For more than 20 million Americans, even the brightest days can be tinged by unwarranted worry and sadness. They suffer from generalized anxiety disorder (GAD) and depression, two of the most prevalent forms of mental illness.
GAD and depression are likely the result of abnormal regulation of neurotransmitters in the brain, including serotonin (5-HT). Both disorders are often present together, and most patients are treated with the same drugs -primarily selective serotonin reuptake inhibitors (SSRIs) and, more recently, serotonin noradrenaline reuptake inhibitors (SNRIs). These treatments, while often very helpful, have deficiencies that range from a slow onset of action to a variety of unpleasant side effects (e.g., sexual dysfunction, sleep disorders). Regardless, more than $20 billion is spent worldwide each year on drug therapies to treat GAD and depression.

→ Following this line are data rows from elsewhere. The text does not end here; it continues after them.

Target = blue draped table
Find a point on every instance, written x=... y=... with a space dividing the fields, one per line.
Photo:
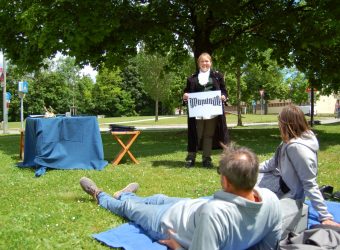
x=63 y=143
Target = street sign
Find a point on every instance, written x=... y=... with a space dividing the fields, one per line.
x=23 y=87
x=8 y=96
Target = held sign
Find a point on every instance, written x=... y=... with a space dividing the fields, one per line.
x=205 y=103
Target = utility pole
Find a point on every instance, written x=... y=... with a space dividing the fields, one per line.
x=4 y=99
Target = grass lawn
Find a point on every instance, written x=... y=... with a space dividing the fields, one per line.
x=52 y=212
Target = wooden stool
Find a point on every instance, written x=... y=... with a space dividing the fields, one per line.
x=125 y=147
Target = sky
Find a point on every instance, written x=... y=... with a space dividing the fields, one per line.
x=87 y=70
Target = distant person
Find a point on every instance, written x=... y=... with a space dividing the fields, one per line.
x=209 y=131
x=238 y=216
x=292 y=171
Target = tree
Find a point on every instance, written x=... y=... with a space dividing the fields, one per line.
x=298 y=84
x=109 y=98
x=51 y=87
x=305 y=33
x=132 y=83
x=157 y=81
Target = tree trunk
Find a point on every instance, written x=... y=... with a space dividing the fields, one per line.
x=238 y=96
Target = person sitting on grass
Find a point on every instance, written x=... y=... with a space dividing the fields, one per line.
x=238 y=216
x=292 y=171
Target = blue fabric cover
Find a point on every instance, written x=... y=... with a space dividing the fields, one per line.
x=63 y=143
x=128 y=236
x=132 y=237
x=333 y=208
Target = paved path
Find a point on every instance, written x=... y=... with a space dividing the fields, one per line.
x=176 y=126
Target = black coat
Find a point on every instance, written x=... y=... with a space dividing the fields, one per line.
x=221 y=131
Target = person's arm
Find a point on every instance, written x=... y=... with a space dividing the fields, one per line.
x=209 y=233
x=271 y=240
x=306 y=168
x=222 y=85
x=186 y=92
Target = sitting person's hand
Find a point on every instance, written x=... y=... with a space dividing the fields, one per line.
x=330 y=222
x=171 y=243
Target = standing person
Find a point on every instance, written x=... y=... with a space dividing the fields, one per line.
x=209 y=131
x=292 y=171
x=237 y=217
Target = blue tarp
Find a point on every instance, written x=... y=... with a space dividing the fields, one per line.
x=130 y=236
x=63 y=143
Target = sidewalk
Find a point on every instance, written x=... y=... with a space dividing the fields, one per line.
x=184 y=126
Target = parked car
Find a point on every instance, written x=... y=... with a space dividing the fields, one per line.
x=306 y=109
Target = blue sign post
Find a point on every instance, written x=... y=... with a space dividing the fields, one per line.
x=23 y=89
x=8 y=96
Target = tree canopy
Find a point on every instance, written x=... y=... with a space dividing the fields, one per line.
x=304 y=33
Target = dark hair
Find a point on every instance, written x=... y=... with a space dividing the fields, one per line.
x=292 y=123
x=240 y=165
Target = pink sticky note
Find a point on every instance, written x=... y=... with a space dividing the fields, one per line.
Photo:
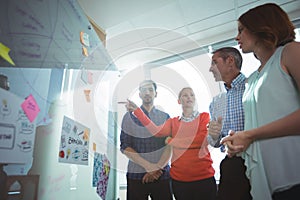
x=90 y=77
x=30 y=108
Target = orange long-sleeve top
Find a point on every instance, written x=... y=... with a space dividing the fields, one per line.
x=191 y=160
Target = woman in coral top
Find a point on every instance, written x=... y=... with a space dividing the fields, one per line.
x=191 y=164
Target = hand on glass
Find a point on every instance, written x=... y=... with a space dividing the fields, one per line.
x=214 y=128
x=130 y=106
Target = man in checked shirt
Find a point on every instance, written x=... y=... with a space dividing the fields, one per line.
x=148 y=168
x=227 y=114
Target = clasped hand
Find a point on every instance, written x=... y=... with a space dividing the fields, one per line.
x=214 y=128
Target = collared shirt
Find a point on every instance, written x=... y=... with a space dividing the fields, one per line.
x=136 y=136
x=229 y=106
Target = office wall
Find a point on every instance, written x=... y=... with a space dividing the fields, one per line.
x=63 y=73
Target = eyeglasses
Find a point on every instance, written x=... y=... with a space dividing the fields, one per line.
x=144 y=90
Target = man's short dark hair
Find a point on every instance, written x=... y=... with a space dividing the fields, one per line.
x=146 y=82
x=231 y=51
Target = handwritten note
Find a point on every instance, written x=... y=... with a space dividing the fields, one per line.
x=84 y=39
x=30 y=108
x=4 y=50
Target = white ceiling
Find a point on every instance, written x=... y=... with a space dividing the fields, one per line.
x=141 y=31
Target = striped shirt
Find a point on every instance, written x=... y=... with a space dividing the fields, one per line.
x=229 y=106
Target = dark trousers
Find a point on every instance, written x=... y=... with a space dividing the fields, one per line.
x=158 y=190
x=205 y=189
x=289 y=194
x=234 y=184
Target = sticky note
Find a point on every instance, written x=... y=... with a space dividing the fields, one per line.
x=90 y=77
x=84 y=39
x=4 y=50
x=31 y=108
x=94 y=146
x=85 y=52
x=87 y=95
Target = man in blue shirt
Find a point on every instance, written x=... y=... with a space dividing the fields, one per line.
x=148 y=169
x=227 y=114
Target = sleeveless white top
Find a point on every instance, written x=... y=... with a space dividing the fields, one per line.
x=272 y=164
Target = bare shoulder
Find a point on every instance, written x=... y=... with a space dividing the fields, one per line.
x=291 y=48
x=290 y=54
x=291 y=60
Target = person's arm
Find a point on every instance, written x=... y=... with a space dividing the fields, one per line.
x=214 y=132
x=196 y=141
x=158 y=131
x=286 y=126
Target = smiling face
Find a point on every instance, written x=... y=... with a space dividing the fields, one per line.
x=187 y=98
x=147 y=94
x=246 y=40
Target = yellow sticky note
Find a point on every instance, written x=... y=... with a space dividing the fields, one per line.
x=4 y=50
x=94 y=146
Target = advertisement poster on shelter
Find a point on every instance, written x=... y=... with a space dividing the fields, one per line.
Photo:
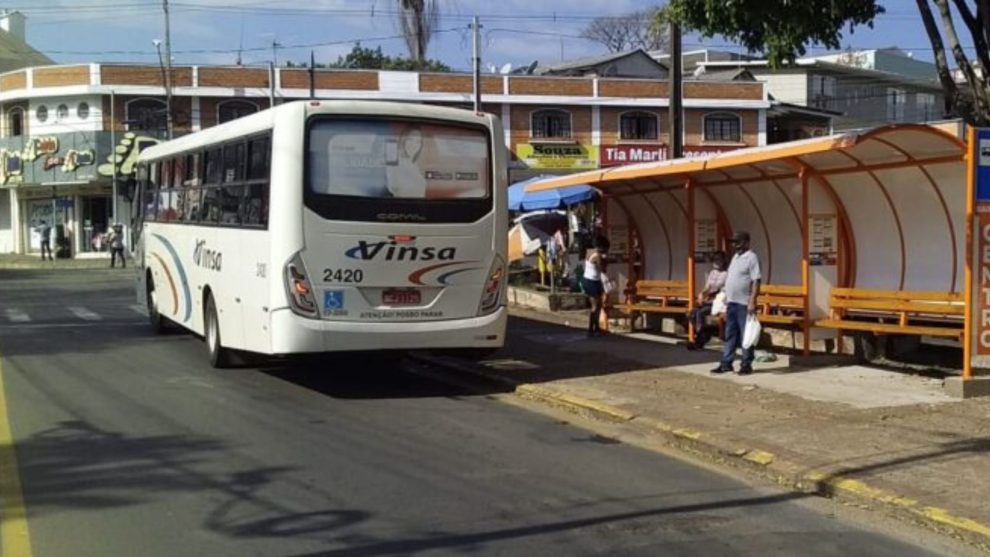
x=824 y=240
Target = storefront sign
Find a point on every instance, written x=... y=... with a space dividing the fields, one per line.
x=981 y=275
x=823 y=245
x=613 y=155
x=570 y=156
x=982 y=279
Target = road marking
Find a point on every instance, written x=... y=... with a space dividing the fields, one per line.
x=15 y=538
x=83 y=313
x=17 y=316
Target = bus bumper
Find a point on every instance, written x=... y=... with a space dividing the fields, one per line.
x=292 y=334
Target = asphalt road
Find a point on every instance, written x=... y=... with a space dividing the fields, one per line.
x=128 y=444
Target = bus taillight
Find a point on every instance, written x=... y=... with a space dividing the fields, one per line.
x=492 y=293
x=300 y=291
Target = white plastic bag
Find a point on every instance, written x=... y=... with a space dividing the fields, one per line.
x=607 y=284
x=751 y=334
x=718 y=304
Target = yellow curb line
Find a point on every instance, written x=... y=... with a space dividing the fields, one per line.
x=535 y=391
x=15 y=538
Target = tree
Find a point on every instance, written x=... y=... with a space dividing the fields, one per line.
x=368 y=59
x=418 y=20
x=626 y=32
x=781 y=29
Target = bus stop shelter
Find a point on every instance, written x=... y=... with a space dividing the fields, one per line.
x=886 y=209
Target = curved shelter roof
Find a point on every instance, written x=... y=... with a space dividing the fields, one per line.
x=897 y=191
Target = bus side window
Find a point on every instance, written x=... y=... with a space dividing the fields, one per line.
x=151 y=192
x=255 y=206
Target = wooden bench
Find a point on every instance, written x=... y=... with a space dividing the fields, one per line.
x=895 y=312
x=656 y=296
x=780 y=304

With PRX-00023, we are targeting a significant unmet medical need and commercial opportunity for a selective, once-daily, agonist of a specific GPCR known as 5-HT1A that avoids the sexual dysfunction and sleep disorders associated with SSRIs, lacks the addictive and sedative effects of the benzodiazepines, and does not have the slow onset, short half-life, and side effects of a chemical class of 5-HT1A agonists called azapirones (most of which have failed in clinical development due to poor tolerability at effective doses).